Dia mengatakan, meski semua pengajuan yang berkaitan peningkatan kesejahteraan daerah sudah sering disampaikan ke Presiden, namun akan sangat sulit pelaksanaannya. Soalnya, kata dia, Aceh ingin melakukan semuanya sendiri dan dalam waktu yang cepat.
Dodi mencontohkan, saat Pemerintah Aceh ingin mengajukan Peraturan Pemerintah tentang pengelolaan tanah dan migas. “Prinsip pokoknya itu, yang masalah pertanahan, semua minta dilimpahkan ke Aceh. Padahal itu hak milik nasional yang menangani. Ini kacau kalau semua diserahkan ke Aceh,” katanya. Permintaan rakyat Aceh itu menurut Dodi di luar sistem perundang-undangan yang ada di Indonesia.
Begitupun dengan permintaan atas pengelolaan minyak dan gas. Dodi mengaku, Pemerintah Pusat tak akan mungkin mengabulkan permintaan mereka yang menuntut 200 mil dari lepas pantai untuk dikeloa oleh Aceh. “Seperti itu kan enggak mungkin. Itu kan kewenangan negara, bukan Pemda.
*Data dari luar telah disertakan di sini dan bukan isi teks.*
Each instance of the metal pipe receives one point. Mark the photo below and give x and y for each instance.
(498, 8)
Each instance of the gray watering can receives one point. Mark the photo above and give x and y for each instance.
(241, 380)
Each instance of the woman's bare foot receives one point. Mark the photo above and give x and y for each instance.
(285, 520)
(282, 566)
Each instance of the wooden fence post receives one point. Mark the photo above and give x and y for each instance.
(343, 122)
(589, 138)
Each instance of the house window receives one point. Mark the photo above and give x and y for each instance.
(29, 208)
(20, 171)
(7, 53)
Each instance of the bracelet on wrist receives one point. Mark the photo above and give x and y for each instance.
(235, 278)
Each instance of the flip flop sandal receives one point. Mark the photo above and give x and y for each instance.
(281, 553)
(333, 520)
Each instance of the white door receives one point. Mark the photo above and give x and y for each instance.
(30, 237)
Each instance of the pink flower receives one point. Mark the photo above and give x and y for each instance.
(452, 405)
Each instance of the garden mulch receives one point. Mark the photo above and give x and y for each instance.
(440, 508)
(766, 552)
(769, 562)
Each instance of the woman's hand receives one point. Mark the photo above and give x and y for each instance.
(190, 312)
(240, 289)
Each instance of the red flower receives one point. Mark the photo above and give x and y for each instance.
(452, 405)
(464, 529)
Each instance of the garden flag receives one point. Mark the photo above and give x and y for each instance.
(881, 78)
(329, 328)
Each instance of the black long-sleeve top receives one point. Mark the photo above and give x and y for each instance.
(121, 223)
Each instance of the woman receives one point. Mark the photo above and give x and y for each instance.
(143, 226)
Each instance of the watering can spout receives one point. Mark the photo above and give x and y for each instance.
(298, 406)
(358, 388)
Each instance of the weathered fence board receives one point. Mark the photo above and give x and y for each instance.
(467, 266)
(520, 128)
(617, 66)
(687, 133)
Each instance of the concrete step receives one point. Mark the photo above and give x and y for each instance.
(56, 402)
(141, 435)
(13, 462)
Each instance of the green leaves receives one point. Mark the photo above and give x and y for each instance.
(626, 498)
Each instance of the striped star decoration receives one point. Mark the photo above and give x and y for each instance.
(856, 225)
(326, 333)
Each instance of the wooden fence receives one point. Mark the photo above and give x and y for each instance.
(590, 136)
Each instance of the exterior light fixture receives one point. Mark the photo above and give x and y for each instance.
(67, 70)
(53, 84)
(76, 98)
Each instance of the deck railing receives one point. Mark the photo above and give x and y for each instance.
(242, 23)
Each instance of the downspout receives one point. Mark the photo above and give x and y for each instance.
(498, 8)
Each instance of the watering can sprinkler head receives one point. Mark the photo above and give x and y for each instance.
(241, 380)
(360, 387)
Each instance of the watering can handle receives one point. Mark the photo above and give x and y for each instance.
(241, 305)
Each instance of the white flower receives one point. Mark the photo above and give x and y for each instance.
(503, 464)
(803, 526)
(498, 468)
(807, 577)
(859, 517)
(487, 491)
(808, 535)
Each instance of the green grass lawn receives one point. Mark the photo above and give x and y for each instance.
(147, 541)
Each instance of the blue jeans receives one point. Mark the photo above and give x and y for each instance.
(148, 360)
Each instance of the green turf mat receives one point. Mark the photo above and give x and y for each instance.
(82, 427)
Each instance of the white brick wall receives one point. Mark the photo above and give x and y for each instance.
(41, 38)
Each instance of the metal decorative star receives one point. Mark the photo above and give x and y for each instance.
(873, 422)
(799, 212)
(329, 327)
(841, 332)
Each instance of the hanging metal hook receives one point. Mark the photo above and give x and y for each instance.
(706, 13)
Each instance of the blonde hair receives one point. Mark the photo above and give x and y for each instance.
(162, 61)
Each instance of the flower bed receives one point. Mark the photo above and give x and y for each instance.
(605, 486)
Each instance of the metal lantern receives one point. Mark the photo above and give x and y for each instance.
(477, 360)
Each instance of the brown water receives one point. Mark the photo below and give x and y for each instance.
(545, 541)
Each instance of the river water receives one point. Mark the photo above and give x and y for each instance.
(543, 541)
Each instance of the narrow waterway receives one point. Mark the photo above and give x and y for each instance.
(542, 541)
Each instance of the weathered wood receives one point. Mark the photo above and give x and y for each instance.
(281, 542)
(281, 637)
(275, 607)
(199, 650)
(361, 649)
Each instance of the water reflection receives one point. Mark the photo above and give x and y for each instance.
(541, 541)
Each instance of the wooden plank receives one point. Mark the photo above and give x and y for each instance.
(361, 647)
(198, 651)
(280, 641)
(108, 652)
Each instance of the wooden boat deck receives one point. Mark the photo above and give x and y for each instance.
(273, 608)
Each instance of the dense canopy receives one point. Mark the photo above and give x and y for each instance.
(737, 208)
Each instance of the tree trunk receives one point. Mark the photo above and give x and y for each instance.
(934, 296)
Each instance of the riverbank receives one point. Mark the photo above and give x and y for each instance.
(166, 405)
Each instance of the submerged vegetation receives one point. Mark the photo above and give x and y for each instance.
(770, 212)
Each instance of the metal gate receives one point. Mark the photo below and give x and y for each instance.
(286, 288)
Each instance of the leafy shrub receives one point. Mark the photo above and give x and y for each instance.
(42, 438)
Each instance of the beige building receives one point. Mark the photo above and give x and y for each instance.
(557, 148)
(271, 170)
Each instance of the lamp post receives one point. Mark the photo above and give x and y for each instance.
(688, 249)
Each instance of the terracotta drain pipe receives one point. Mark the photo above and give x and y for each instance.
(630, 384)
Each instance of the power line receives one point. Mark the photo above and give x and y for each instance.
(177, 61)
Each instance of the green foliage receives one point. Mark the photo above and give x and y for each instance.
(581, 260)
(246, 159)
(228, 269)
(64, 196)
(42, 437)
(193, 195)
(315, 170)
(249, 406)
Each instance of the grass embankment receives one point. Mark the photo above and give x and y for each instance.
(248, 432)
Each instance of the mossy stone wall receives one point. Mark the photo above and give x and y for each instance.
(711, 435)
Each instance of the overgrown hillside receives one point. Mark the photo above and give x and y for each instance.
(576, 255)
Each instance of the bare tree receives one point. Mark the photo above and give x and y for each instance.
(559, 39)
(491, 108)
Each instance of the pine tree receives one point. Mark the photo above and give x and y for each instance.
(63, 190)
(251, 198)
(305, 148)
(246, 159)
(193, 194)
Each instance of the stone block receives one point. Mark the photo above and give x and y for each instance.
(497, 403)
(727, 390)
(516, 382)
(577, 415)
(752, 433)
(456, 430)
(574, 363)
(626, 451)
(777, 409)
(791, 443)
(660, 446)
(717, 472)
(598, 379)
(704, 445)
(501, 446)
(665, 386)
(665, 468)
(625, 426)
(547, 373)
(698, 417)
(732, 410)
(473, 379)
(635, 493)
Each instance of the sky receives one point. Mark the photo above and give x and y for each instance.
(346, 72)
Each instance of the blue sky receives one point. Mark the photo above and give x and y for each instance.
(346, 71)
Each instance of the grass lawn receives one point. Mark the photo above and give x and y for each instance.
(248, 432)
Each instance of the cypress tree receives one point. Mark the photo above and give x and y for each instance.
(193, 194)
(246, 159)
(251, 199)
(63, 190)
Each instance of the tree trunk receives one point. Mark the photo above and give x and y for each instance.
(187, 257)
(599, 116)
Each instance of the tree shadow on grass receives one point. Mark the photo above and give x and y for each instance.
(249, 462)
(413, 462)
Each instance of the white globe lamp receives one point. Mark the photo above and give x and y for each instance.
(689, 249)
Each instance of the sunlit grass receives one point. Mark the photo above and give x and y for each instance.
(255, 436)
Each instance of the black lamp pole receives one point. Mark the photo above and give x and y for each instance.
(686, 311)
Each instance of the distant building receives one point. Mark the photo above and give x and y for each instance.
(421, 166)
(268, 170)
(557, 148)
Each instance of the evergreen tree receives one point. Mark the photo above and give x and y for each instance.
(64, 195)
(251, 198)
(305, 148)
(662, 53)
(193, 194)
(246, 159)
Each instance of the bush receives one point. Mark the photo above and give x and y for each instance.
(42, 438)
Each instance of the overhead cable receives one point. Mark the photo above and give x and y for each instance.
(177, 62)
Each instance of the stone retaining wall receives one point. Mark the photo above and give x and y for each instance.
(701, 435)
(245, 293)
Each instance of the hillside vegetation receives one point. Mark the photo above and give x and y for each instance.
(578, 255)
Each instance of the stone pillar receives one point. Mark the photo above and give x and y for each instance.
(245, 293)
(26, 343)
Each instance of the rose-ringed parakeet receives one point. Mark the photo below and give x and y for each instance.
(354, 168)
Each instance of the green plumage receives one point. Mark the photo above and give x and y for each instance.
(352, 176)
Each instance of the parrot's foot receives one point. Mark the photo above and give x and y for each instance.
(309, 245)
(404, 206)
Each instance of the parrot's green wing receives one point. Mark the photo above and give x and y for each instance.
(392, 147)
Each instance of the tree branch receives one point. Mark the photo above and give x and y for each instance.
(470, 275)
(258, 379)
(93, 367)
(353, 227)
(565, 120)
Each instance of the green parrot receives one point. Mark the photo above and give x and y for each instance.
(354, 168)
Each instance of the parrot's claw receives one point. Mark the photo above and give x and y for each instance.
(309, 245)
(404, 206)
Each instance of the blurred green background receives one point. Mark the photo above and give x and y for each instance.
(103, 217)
Kalau 200 mil dikelola Aceh, lantas kalau diserang negara lain, ya bagaimana?” ujarnya.
Kepala Pusat Penelitian Politik Lembaga Ilmu Pengetahuan Indonesia (P2P-LIPI) Ikrar Nusa Bhakti melihat percikan masalah di Aceh usai Perjanjian Helsinki, membuktikan Pemerintah Pusat dengan Pemerintah Aceh belum patuh pada kesepakatan.
“Buat saya, dikembalikan saja ke aturan yang sudah disepakati di UUPA. Mereka mendapatkan berapa persen, pemerintah pusat mendapatkan berapa persen. Tapi, lagi-lagi semua harus transparan,” ujarnya.
Ikrar mengatakan rekonsiliasi antara Pemerintah Aceh dengan mantan kombatan GAM menjadi hal penting. Pembagian rezeki lewat kompensasi dari MoU Helsinki yang tidak adil, kata Ikrar, dapat menyalakan kembali api konflik. “Ini menjadi persoalan utama. Terjadi karena ketidakadilan,” ujarnya.
Dia mengingatkan kembali, GAM dulu tidak mau memberikan informasi jumlah anggotanya. Misalnya, dulu jumlah kombatan yang dilaporkan pemerintah cuma 30 ribu orang. “Padahal anggota misalnya 100 ribu. Nah yang 70 ribu orang akhirnya tidak masuk daftar mereka yang layak dapat kompensasi,” ujarnya.
Apapun, perdamaian di Aceh telah berjalan sembilan tahun. Dengan berbagai kekurangan dan kelebihannya, ia menjadi prestasi terpenting yang dicatat dunia di awal pemerintahan Presiden Susilo Bambang Yudhoyono bersama Jusuf Kalla.
Tentu, keberlangsungan perdamaian di Aceh kini menjadi tantangan tersendiri di bawah pemerintahan baru Presiden Joko Widodo dan Wakil Presiden Jusuf Kalla.